Ventura, a veteran activist against racism and class differences in Brazilian society, views introducing underprivileged bnei anusim from the interior of the country to Sao Paulo as a way of helping them “open doors in life.” It’s also an important opportunity to have them meet other Jews from Sao Paulo’s large and vibrant community, he said.

Such encounters often leave Sao Paulo Jews speechless when they hear bnei anusim from towns without a Jewish school speak fluent Hebrew and recite entire pages from the Bible, Ventura said.

Some parents, like Raniery Cavalcanti, can afford to help send their children to Yeshiva Camp.

“I don’t see it as a sacrifice, more like an investment in the family’s future,” said Cavalcanti, a 37-year-old lawyer from the northern city of Recife. He sent his only son, 17-year-old Angelo, to two weeks at Yeshiva Camp. The trip “wasn’t cheap, but it’s cheaper than a ticket to Spain, so as ancestral trips go, this is a bargain,” he joked.

Having reconnected to Judaism in his teens, Raniery “did not get to go to Jewish summer camp.” Sending Angelo to one, he said, “is a huge bonus.
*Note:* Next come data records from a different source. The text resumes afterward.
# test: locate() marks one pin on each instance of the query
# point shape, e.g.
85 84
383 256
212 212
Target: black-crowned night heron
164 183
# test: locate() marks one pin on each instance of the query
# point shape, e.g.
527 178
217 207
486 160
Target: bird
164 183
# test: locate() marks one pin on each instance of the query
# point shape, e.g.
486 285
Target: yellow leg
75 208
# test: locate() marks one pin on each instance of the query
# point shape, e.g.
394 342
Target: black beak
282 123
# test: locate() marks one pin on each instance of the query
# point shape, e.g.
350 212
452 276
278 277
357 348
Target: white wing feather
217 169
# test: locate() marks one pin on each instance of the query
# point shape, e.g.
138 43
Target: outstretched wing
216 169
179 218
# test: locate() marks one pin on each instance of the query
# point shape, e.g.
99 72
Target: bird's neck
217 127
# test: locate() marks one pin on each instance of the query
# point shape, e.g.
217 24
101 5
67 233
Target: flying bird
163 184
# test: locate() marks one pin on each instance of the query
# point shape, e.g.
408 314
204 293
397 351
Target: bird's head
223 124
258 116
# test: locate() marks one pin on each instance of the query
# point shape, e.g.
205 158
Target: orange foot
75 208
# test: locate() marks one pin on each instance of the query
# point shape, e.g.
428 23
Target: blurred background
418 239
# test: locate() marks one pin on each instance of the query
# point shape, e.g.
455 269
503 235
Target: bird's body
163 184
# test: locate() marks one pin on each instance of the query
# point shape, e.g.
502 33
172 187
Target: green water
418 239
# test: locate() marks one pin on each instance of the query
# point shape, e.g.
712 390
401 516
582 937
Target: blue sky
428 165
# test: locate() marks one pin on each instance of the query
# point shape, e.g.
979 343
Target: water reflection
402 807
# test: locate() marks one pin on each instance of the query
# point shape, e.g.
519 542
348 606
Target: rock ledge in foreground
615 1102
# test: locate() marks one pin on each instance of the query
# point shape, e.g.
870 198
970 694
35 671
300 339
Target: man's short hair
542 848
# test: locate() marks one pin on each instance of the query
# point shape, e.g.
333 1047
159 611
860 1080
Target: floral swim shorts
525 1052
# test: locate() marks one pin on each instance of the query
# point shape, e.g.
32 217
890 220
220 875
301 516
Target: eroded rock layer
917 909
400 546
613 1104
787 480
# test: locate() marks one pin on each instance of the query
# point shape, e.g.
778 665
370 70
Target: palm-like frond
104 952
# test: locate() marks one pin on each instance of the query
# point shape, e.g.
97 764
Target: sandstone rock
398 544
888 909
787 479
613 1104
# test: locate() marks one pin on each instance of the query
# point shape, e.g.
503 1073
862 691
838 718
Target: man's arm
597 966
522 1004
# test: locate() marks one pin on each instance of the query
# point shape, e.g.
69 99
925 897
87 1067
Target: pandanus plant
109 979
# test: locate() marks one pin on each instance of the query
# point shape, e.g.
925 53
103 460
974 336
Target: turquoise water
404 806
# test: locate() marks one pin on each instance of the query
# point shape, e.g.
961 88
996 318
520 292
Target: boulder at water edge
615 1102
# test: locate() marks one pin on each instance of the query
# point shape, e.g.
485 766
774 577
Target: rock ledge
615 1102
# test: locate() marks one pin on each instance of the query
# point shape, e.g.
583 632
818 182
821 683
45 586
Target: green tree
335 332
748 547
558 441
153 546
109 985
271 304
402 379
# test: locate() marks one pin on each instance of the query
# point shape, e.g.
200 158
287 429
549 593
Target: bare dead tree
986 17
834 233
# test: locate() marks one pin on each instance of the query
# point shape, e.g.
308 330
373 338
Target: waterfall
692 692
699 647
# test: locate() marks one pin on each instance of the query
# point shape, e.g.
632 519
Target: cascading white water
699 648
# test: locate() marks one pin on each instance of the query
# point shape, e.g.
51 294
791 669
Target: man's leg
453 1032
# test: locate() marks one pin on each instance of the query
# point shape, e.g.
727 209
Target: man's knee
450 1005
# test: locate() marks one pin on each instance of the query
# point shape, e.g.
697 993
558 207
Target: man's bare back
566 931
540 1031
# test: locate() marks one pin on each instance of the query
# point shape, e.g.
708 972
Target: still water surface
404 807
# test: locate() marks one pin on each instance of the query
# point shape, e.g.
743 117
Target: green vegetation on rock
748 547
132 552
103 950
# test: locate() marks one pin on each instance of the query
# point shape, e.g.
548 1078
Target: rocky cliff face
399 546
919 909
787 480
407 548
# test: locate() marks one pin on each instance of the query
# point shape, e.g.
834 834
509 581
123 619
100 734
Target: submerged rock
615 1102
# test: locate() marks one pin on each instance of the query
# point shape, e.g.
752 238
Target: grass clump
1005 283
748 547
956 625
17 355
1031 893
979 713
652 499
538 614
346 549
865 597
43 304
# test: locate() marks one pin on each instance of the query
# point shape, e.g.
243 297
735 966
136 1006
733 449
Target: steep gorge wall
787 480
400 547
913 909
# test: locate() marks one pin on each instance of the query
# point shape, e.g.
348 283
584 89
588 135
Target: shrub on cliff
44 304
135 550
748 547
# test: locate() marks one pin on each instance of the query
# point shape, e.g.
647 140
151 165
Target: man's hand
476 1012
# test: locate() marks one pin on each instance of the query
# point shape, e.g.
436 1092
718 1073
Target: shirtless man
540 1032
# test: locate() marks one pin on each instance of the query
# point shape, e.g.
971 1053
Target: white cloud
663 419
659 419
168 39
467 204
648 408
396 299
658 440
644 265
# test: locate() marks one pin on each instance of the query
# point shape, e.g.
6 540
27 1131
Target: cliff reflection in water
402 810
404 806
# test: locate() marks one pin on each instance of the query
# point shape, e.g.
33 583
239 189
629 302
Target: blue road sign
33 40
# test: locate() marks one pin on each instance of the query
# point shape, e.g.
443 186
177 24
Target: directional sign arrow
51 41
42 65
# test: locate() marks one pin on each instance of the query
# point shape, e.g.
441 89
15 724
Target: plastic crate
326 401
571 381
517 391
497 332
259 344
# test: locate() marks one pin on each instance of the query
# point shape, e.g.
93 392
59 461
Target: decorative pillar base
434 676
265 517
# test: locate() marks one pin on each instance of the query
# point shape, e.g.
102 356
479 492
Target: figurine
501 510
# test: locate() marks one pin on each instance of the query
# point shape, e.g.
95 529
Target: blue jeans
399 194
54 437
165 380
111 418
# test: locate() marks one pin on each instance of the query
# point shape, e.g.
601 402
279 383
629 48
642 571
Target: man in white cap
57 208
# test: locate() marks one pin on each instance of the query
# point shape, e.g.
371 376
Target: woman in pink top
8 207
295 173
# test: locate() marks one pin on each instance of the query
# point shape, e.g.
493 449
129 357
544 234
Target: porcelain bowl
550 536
It’s a chance to build a stronger Jewish generation.”

But doing so is requiring some extra effort on Raniery’s part, he added.

“Since he came back from Yeshiva Camp, Angelo is constantly on my case to recite the blessings before meals, to put on tefillin, to go to synagogue,” Cavalcanti said.

(This article was made possible with funding by the Foundation for Jewish Camp. The story was produced independently and at the sole discretion of JTA’s editorial team.)